Paulson’s regulatory plan seen as too little, too slow

Share via
Times Staff Writer

Treasury Secretary Henry M. Paulson Jr.’s blueprint for regulatory reform, officially unveiled Monday, sets the stage for a confrontation with Congress by offering no relief for troubled homeowners and in many instances advocating less, not more, federal supervision of the nation’s financial system.

Paulson proposed the broadest restructuring of federal regulatory institutions in 75 years with a call to merge agencies and redraw lines of authority that in some cases go back to the Great Depression. But the plan would put off for years any attempt to create new regulations for the streamlined system to enforce.

As a result, even if the new structure were eventually adopted, it would do little to prevent a repeat of the current crisis or something similar, the Treasury secretary acknowledged.


The limits of the administration’s approach drew immediate criticism from Democrats as well as some analysts.

“In a different time, the administration’s proposal would be a welcome start to a needed debate about modernizing the financial services regulatory system,” said Ellen Seidman of the New America Foundation, a centrist think tank in Washington. “But this proposal does not deal with the root causes of our current crisis.”

Paulson said that upheavals have become a regular, if unfortunate, part of the financial system’s operation.

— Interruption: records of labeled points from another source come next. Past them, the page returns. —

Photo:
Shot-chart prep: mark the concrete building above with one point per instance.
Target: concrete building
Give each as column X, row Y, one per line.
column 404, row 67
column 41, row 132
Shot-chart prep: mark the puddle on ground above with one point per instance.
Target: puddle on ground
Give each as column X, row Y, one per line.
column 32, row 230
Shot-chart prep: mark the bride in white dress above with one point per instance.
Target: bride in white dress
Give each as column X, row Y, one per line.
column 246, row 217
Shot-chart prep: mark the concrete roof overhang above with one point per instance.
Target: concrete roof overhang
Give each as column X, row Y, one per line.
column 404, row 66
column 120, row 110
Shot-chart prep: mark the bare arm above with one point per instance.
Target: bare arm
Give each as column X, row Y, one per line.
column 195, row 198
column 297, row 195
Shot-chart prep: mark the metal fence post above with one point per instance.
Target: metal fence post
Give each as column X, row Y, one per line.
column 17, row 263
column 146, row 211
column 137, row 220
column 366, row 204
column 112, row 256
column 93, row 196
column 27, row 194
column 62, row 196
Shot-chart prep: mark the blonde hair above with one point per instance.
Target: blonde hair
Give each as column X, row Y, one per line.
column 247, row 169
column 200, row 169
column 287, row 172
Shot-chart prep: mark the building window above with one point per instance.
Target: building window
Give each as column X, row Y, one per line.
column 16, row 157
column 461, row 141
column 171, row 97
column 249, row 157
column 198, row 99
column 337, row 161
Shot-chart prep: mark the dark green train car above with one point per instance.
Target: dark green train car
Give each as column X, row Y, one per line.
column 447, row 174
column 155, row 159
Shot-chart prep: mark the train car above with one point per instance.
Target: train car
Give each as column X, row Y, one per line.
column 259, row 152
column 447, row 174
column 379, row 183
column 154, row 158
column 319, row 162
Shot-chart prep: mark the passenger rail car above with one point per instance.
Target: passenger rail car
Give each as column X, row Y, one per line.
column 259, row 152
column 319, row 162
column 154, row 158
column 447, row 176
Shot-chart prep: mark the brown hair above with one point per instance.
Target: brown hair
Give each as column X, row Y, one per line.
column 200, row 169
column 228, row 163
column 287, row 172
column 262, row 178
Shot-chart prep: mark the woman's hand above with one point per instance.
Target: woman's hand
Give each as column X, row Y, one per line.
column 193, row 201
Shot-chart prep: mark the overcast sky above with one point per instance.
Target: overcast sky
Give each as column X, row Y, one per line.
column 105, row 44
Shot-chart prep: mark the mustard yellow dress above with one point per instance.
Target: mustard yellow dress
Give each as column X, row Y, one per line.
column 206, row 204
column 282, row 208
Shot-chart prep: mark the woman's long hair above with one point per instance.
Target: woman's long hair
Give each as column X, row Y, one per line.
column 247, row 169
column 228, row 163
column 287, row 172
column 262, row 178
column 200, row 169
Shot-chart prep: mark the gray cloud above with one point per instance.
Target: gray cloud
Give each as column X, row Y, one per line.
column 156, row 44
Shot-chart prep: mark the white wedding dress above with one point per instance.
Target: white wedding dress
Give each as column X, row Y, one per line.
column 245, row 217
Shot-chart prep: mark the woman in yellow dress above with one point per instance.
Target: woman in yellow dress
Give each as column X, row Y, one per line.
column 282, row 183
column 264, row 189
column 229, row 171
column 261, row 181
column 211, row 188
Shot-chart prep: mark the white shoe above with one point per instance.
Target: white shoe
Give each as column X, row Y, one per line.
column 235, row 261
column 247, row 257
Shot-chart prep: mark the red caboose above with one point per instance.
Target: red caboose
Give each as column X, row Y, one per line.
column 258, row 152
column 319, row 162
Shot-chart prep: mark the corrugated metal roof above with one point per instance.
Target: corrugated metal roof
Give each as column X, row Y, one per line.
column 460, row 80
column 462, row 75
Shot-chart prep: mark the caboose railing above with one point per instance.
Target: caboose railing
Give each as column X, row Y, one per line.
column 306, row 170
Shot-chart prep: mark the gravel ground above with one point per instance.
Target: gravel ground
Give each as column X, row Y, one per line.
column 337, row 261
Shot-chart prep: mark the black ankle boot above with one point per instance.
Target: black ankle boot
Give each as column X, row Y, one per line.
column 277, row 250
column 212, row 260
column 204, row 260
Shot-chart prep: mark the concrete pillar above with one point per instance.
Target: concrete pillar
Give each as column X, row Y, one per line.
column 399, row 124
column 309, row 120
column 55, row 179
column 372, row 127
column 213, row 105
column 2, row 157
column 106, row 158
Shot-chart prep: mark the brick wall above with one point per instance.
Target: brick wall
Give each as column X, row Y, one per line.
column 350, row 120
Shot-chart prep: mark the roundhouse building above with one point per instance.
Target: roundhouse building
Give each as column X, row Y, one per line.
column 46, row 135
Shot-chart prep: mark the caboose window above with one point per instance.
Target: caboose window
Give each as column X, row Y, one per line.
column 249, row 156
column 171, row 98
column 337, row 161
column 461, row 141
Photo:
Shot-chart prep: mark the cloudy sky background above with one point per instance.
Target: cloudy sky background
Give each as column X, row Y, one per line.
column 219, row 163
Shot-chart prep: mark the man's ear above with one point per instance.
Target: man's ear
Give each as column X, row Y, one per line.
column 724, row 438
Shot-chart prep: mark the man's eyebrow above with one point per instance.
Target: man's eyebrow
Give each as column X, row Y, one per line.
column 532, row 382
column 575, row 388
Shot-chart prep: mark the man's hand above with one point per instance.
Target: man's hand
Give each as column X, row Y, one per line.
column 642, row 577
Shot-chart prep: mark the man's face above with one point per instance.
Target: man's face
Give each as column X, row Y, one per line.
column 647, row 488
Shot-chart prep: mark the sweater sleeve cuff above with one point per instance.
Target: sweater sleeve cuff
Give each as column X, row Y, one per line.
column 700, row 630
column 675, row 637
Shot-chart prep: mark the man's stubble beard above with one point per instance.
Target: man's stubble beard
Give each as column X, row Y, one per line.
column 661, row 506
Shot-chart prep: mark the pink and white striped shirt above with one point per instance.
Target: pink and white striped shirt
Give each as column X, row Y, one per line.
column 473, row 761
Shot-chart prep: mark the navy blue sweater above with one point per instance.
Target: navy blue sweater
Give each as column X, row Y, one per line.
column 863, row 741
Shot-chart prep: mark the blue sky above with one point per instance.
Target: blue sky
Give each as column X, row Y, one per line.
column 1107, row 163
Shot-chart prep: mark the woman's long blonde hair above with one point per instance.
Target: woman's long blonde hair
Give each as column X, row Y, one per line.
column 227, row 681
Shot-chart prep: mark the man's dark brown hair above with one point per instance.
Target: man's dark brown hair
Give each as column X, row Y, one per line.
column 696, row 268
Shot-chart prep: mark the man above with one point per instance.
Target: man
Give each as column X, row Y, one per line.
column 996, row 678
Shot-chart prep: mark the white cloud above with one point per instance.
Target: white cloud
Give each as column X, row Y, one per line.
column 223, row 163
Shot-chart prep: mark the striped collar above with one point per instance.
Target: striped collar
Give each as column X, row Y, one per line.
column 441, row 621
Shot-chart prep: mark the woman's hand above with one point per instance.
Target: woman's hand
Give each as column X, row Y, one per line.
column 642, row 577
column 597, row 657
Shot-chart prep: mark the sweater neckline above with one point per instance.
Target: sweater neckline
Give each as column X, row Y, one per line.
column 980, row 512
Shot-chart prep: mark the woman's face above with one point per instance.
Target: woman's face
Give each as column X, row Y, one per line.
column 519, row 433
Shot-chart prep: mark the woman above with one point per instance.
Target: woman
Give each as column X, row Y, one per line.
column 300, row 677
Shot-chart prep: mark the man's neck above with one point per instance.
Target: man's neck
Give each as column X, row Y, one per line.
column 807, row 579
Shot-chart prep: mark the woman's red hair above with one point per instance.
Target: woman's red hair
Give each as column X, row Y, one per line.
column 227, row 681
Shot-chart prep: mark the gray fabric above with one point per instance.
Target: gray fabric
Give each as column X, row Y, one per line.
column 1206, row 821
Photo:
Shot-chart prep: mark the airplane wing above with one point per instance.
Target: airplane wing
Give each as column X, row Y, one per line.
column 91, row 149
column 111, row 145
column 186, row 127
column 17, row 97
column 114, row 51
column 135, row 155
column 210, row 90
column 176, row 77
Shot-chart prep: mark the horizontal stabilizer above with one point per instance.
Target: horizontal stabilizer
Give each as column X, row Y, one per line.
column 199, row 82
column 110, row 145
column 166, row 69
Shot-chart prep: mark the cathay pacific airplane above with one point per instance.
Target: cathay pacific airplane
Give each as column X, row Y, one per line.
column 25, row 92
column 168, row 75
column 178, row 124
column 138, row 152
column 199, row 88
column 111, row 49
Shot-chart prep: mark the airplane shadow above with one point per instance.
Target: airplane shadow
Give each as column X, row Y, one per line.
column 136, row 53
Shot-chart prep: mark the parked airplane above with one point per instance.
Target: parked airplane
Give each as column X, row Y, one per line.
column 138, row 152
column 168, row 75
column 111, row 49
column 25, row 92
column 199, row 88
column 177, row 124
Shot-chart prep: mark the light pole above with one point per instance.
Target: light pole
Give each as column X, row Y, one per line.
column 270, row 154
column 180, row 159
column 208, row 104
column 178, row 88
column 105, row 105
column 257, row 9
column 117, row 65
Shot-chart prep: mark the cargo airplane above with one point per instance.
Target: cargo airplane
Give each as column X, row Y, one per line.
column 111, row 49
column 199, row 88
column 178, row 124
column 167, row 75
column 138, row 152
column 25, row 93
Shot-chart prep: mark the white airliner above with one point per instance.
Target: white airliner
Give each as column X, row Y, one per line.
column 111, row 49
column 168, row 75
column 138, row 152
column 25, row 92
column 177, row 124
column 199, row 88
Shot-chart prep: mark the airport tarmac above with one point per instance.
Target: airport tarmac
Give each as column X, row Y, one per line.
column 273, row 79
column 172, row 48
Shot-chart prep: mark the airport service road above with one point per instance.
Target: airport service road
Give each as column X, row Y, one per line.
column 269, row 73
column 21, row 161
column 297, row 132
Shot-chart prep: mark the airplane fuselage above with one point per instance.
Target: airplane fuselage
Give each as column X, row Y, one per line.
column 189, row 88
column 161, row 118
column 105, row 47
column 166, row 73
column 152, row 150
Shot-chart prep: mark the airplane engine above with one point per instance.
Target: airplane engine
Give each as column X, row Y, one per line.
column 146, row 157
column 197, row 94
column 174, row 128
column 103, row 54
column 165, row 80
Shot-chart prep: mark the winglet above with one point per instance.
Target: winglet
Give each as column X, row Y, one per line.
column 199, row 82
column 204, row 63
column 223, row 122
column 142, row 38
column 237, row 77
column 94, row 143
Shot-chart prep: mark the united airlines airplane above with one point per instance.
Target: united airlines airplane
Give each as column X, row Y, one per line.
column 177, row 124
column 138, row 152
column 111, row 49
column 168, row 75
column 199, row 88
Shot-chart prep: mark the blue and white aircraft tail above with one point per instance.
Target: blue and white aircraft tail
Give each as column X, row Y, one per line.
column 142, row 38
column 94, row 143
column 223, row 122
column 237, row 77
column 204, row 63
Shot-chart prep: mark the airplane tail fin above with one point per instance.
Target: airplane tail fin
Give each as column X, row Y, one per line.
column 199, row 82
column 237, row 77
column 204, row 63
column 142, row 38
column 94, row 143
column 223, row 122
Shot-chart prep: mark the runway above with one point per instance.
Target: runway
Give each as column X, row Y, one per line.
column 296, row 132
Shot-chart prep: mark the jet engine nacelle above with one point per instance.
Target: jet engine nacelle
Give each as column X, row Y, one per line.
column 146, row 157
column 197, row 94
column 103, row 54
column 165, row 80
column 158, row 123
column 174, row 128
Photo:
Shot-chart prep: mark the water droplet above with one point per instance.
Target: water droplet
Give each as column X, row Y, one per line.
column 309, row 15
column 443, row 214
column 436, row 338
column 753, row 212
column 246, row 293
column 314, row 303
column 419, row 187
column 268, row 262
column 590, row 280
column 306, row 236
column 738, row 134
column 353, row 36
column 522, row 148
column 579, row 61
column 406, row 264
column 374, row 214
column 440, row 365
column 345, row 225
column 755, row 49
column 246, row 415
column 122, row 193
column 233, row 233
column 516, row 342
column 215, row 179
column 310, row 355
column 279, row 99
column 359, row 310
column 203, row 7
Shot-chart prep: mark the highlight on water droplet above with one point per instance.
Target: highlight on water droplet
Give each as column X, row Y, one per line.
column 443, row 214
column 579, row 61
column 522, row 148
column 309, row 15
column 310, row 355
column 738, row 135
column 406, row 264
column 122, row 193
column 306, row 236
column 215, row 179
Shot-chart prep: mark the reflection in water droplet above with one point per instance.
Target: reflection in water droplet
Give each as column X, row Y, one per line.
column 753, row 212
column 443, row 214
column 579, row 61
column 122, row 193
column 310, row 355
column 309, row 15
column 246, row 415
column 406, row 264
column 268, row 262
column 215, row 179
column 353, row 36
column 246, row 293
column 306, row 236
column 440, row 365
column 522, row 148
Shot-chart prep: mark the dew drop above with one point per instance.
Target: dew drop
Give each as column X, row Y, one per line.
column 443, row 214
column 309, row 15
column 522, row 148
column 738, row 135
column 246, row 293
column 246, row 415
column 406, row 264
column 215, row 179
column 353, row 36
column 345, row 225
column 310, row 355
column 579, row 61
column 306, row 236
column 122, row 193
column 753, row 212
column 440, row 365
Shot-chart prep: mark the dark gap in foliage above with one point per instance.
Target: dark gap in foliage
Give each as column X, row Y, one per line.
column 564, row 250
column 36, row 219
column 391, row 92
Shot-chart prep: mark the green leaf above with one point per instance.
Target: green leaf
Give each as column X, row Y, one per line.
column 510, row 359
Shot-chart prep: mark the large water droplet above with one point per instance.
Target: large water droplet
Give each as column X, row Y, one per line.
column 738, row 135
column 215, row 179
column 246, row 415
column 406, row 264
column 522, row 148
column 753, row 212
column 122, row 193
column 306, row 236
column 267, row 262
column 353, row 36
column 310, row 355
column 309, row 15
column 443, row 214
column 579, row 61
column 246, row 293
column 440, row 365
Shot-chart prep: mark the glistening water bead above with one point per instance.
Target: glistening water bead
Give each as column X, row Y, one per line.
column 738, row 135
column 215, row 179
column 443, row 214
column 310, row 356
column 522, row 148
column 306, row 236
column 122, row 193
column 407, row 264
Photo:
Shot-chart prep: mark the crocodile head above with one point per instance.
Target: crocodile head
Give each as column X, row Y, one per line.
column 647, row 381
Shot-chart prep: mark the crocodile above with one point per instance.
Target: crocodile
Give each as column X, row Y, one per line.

“I am not suggesting that more regulation is the answer, or even that more effective regulation can prevent the periods of financial market stress that seem to occur every five to 10 years,” the Treasury chief said Monday while unveiling the 218-page plan.

House Speaker Nancy Pelosi (D-San Francisco) called Paulson’s plan a “step in the right direction” but said, “We need to go further.”

“We must take steps now to provide help to families who are hurting” because of mortgage foreclosures and job losses, she said in a statement.


Paulson’s proposal reflects both the Bush administration’s aversion to government intervention in the economy and his own experience on Wall Street.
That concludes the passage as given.